La scénariste de génie de Persepolis a offert à Ryan Reynolds son rôle le plus marquant

Image d'illustration. The VoicesMandalay Entertainment / PR-ADN
L’auteur talentueuse de Persepolis a dirigé Ryan Reynolds dans un rôle salué comme l’un de ses plus remarquables. Cette collaboration inattendue entre la réalisatrice et l’acteur a marqué une étape importante dans la carrière du comédien canadien.
Tl;dr
- Décès de Marjane Satrapi à 56 ans.
- « The Voices », film marquant avec Ryan Reynolds.
- Réception critique mitigée, carrière influente en cinéma et BD.
Une disparition qui laisse un vide
La nouvelle est tombée comme un coup de tonnerre : l’écrivaine et réalisatrice franco-iranienne Marjane Satrapi s’est éteinte à l’âge de 56 ans. C’est dans une déclaration poignante que ses proches ont révélé que la créatrice de « Persepolis » serait morte « de tristesse », marquée par la perte de son époux Mattias Ripa, survenue l’an passé. Le monde culturel perd ainsi une voix rare, oscillant sans cesse entre engagement, audace et humour noir.
D’un roman graphique culte à Hollywood
Il serait impossible d’évoquer le parcours de Satrapi sans rappeler la déflagration provoquée en 2000 par la publication de « Persepolis ». Ce roman graphique autobiographique a vite acquis une dimension internationale, propulsant son auteure au rang d’icône littéraire. Sa réputation s’est renforcée lorsqu’elle a adapté elle-même son œuvre au cinéma en 2007, donnant naissance à un film d’animation salué pour sa justesse et sa singularité. Par la suite, elle s’est illustrée dans la réalisation avec des titres comme « Poulet aux prunes », puis a franchi le pas vers Hollywood avec l’étrange et fascinant « The Voices », sorti en 2014.

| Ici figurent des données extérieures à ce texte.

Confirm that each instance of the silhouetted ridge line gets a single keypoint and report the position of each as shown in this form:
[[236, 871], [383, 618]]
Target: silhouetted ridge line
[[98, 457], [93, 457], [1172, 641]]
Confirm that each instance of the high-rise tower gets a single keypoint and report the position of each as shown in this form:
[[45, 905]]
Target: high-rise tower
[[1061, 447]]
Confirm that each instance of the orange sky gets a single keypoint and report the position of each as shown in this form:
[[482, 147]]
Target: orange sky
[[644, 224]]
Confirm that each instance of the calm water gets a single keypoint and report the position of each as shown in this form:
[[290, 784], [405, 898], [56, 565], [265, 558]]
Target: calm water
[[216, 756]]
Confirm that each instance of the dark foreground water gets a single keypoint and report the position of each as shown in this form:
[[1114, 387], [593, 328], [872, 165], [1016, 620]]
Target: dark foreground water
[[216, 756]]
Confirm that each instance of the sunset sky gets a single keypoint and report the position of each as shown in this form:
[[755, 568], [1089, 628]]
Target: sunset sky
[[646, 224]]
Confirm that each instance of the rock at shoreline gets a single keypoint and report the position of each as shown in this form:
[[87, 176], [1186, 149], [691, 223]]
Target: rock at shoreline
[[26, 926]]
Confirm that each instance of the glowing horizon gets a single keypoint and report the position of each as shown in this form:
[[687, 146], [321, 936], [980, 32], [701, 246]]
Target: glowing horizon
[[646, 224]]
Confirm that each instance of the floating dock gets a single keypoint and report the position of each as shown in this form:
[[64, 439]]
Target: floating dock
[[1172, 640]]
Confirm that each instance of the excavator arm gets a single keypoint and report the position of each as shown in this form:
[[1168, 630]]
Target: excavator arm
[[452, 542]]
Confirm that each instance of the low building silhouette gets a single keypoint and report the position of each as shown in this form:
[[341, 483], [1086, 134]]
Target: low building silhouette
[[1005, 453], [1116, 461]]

« The Voices » : entre comédie noire et tragédie psychologique
Ce long-métrage déroute autant qu’il fascine. On y découvre Ryan Reynolds dans un rôle protéiforme : celui de Jerry Hickfang, employé d’usine en apparence jovial, mais rongé par la schizophrénie. Autour de lui gravite tout un univers halluciné où animaux parlants (interprétés aussi par Reynolds) et têtes décapitées deviennent les compagnons morbides du quotidien. La performance du comédien impressionne, tout comme la façon dont Satrapi parvient à insuffler de l’empathie pour ce personnage trouble sans jamais cautionner ses actes.
Pour saisir l’éventail des talents mobilisés dans ce film singulier :
- L’interprétation sensible de Gemma Arterton et Anna Kendrick, entre victimes terrifiées et visions fantasmées.
- L’implication remarquable de Jacki Weaver dans le rôle d’une psychiatre désabusée.
Critiques partagées mais influence durable
Côté réception, « The Voices » a généré des réactions contrastées : un score honorable de 74% sur Rotten Tomatoes témoigne d’un accueil globalement positif. Certains critiques, tel Brian Tallerico (RogerEbert.com), ont salué « l’exploration du versant sombre derrière les apparences joviales » menée par Satrapi, ainsi que la sincérité du jeu offert par Reynolds. D’autres, à l’image d’A.O. Scott (The New York Times), se sont montrés plus sceptiques face à ce mélange déroutant entre horreur et comédie.
Après ce film audacieux, la réalisatrice poursuivra avec « Radioactive », biopic consacré à Marie Curie, toujours guidée par le souci d’offrir un regard nuancé sur ses sujets. Avec la disparition prématurée de cette artiste inclassable, c’est toute une génération qui perd une source d’inspiration inestimable.